The Silent Companions

Andrew Ntshabele


Loo & Lou Gallery - Haut Marais
13.09 - 26.10.24
 

Combien sommes-nous encore à lire les journaux en format papier ? En ce XXIe siècle où le les versions numériques progressent inéluctablement, Andrew Ntshabele, artiste plasticien, peintre et collectionneur de journaux, rend hommage à la presse imprimée en l’incorporant littéralement dans son œuvre à travers des pans de textes et d’articles qui forment tout l’arrière-plan de ses peintures et vers lesquels sont tournés ses personnages : des individus anonymes, des pères et des mères de famille, mais surtout des enfants, garçons et filles se tenant la main et semblant s’avancer dans ce paysage textuel rapporteur de faits et d’événements. Mais cette image des actualités passées et présentes n’est-elle pas plutôt la métaphore d’un monde dans lequel la capacité à être informé est devenue primordiale si l’on veut être acteur de son propre avenir ? Savoir lire et écrire demeure l’une des préoccupations majeures en Afrique comme dans d’autres continents, en particulier pour les familles à revenu très faible et dont le vœu le plus cher est que leurs enfants puissent aller à l’école pour s’instruire. En Afrique du Sud, la question de l’Education demeure le nœud fondamental de la réussite individuelle et de l’accession collective au bien-être social.

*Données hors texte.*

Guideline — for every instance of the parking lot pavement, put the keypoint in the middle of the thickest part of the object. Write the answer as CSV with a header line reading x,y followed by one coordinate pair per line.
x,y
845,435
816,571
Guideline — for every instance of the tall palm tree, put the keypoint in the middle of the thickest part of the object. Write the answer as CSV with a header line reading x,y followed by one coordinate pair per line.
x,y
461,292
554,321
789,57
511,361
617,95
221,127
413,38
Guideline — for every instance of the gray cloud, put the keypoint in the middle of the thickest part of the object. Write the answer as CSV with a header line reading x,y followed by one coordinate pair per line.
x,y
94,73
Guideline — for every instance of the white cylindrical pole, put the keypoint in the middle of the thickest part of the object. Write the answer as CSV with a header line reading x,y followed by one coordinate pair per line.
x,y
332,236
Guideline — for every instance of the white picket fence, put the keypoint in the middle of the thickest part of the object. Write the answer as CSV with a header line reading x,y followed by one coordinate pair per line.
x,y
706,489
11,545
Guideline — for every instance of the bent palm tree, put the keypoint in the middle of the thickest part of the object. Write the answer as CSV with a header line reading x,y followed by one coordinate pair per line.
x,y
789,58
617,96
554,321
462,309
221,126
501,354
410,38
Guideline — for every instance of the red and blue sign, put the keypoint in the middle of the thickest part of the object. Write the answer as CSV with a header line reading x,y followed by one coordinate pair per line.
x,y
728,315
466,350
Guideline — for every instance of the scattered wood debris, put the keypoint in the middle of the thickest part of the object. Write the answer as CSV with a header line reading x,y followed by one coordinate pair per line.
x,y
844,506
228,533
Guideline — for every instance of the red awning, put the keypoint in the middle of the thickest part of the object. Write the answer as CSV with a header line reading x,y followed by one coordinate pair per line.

Les pages de journaux se réduisent à un élément visuel de plus dans l’environnement urbain pour celles et ceux qui ne peuvent les déchiffrer. Dans les œuvres d’Andrew Ntshabele, elles constituent un paysage « contextuel », à la fois intelligible pour les uns, mais abstrait pour ceux ne sachant pas lire.  Les personnages du quotidien ordinaire qu’il choisit de représenter paraissent s’opposer à la densité des textes. Leur vitalité, exprimée par la danse ou par les actes les plus banals : faire les courses, aller à l’école … contraste avec le formatage des titres et des paragraphes, tandis qu’à l’austérité relative des textes et des photos répondent la diversité et la fraîcheur des motifs et des couleurs des vêtements. Seul ou en groupe, les personnages se dirigent vers une textualité infinie, créant un effet de profondeur et une forme de perspective à laquelle nous-mêmes, les spectateurs du tableau, participons puisque nous sommes amenés à regarder, si ce n’est à lire, les textes que voient les personnages. Andrew Ntshabele nous invite ainsi à partager en même temps que ses personnages la lecture de l’histoire événementielle en train de se faire, avec ses soubresauts et ses enjeux sociétaux. Comme eux, nous prenons consciences d’en être les témoins, à défaut d’en être les acteurs.